En cette fin d’après-midi, le silence règne au centre ukrainien ELU du quartier de la Patrotte, au nord de Metz. A l’intérieur, une dizaine de personnes passent un examen de langue française. Au programme : compréhension écrite et orale. Pour ne pas déconcentrer le groupe et leur devoir sur table, Annie Vuagnoux, responsable du centre et bénévole à ELU depuis février 2022, nous accueille dans une pièce à l’écart. L’aide aux réfugiés ukrainiens est une cause qui la touche particulièrement : “Je suis doublement marquée par ce qu’il se passe en Ukraine parce que j’ai des parents ukrainiens” nous explique Annie Vuagnoux.
Rencontres et café-klatch
Aujourd’hui, l’association qui existe depuis 2004 agit principalement sur deux volets. Depuis le début de la guerre, elle apporte un soutien humanitaire, via d’autres associations et relais sur place. Au total 100 tonnes de produits de première nécessité ont été envoyés, soit huit camions semi-remorques. L’association se mobilise aussi pour l’intégration des 1700 réfugiés ukrainiens arrivés en Moselle, à travers des ateliers de cohésion (danse, dessin, jeux de société…) et d’apprentissage de la langue française, proposés par des bénévoles ukrainiens et français.
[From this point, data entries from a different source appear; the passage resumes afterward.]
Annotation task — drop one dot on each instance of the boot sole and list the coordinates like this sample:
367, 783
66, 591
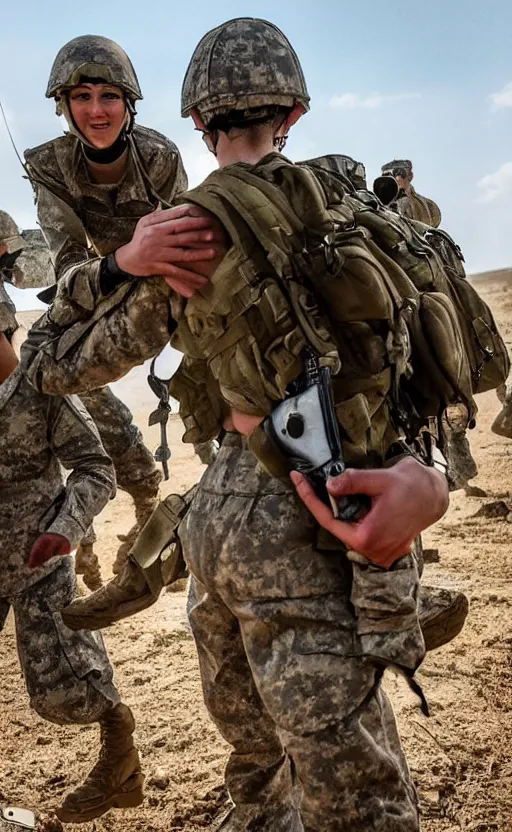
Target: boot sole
122, 800
440, 630
98, 621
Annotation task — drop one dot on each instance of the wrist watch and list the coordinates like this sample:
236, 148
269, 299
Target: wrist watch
438, 461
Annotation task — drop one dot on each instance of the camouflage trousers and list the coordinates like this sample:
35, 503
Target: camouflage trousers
68, 674
314, 738
134, 464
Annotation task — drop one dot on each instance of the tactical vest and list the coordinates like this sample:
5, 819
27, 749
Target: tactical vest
313, 265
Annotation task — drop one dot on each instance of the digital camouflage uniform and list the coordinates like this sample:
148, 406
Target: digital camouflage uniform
68, 675
83, 222
411, 204
286, 672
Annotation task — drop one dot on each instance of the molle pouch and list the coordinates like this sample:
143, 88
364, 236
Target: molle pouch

“On s’est dit qu’il fallait répondre aux besoins des personnes déplacées qui sont arrivées en France en 2022. Ces personnes se sont retrouvées ici, sans rien, donc nous devions aussi les aider à s’intégrer. Et comment les aider à s’intégrer ? Par l’apprentissage de la langue.” raconte Annie Vuagnoux.
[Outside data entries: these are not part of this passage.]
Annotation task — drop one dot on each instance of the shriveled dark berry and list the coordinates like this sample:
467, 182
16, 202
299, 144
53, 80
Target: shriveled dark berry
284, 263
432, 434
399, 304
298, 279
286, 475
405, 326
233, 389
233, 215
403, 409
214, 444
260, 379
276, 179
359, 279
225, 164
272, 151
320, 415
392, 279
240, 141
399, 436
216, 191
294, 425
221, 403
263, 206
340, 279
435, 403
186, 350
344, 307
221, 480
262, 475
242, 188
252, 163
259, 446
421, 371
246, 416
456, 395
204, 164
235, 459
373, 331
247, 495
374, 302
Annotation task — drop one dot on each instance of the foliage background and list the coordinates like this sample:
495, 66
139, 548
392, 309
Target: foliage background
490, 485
En parallèle des cours de FLE (français langue étrangère), un club francophone a été créé courant 2022, pour proposer trois fois par semaine des cours de français aux réfugiés ukrainiens. Huit bénévoles assurent le club francophone. L’objectif est simple : animer des cours centrés sur l’expression orale, reprenant le concept du café-klatch. “On boit le café, et puis on discute de tout et de rien”.
“Ma vie est ici désormais”
Nataliya, bénévole au centre, vient à notre rencontre. Ancienne professeure d’anglais en Ukraine, elle est arrivée en France il y a trois ans. “J’ai d’abord appris le français à l’école. Intéressée par les langues, j’ai passé un certificat en anglais, puis j’ai commencé à enseigner”.

Originaire de la ville de Louhansk, Nataliya quitte la région en 2014, lors de la première invasion russe. “Mes parents sont restés à Kiev. Ils sont âgés et n’accepteront pas de partir” poursuit-elle d’une voix tremblante. “Je ne souhaite plus y retourner, ma vie est ici désormais”, confie l’enseignante qui a quitté précipitamment son appartement à Louhansk, ville depuis envahie par la Russie.
Même si elle est reconnaissante de l’aide dont elle a pu bénéficier en France, Nataliya éprouve des difficultés à trouver un travail, notamment du travail en bureau.
L’évaluation achevée, deux groupes de niveaux se forment dans une ambiance conviviale. Certains participants acceptent de se confier et de nous raconter leur parcours. C’est la cas de Dmitro, 62 ans, installé en France depuis 2022. (Nous sommes assistés par Natalyia pour la traduction).
“Pour venir jusqu’ici j’ai parcouru 2000 kilomètres en deux semaines en voiture ! J’ai emmené avec moi ma mère qui est très âgée.” raconte-t-il. Dmitro est d’abord resté trois mois à Sarreguemines avant d’arriver à Metz. Il est ensuite entré en contact avec l’association par le biais d’un ami. Pour ce sexagénaire aux cheveux grisonnants, l’association est importante dans l’échange entre Ukrainiens et l’apprentissage du français. Mais derrière ce sourire, Dmitro n’a pas oublié sa vie en Ukraine, ni la situation actuelle. “J’ai passé l’âge d’être enrôlé dans l’armée. Mais plusieurs de mes amis sont encore sur le front. J’ai perdu quatre amis de longue date, tous tués sur le front.”
“Une belle aventure humaine”
Sveltana est la dernière personne à se confier. Cette maman de deux enfants a quitté Donetsk, à l’est de l’Ukraine, il y a trois ans. Son intégration en France n’a pas été facile. “Ce qui est difficile pour moi en France c’est la langue et les procédures administratives”, indique-t-elle. En participant au club francophone, la femme aux cheveux blonds espère trouver un travail sur le long terme, après une expérience en tant que caissière.
Son mari étant resté en Ukraine, Sveltana garde espoir. “J’espère que la guerre prendra bientôt fin et que je pourrai retourner en Ukraine un jour”.

Pour Annie Vuagnoux, le club francophone est bien plus qu’un simple espace d’apprentissage, de véritables amitiés se sont aussi créées. “C’est une belle aventure humaine pour nous aussi”, ajoute la responsable.
Elle tient d’ailleurs à souligner le courage et la résilience des réfugiés ukrainiens, qui arrivent dans un pays qui leur est inconnu, devant reprendre leur vie à zéro.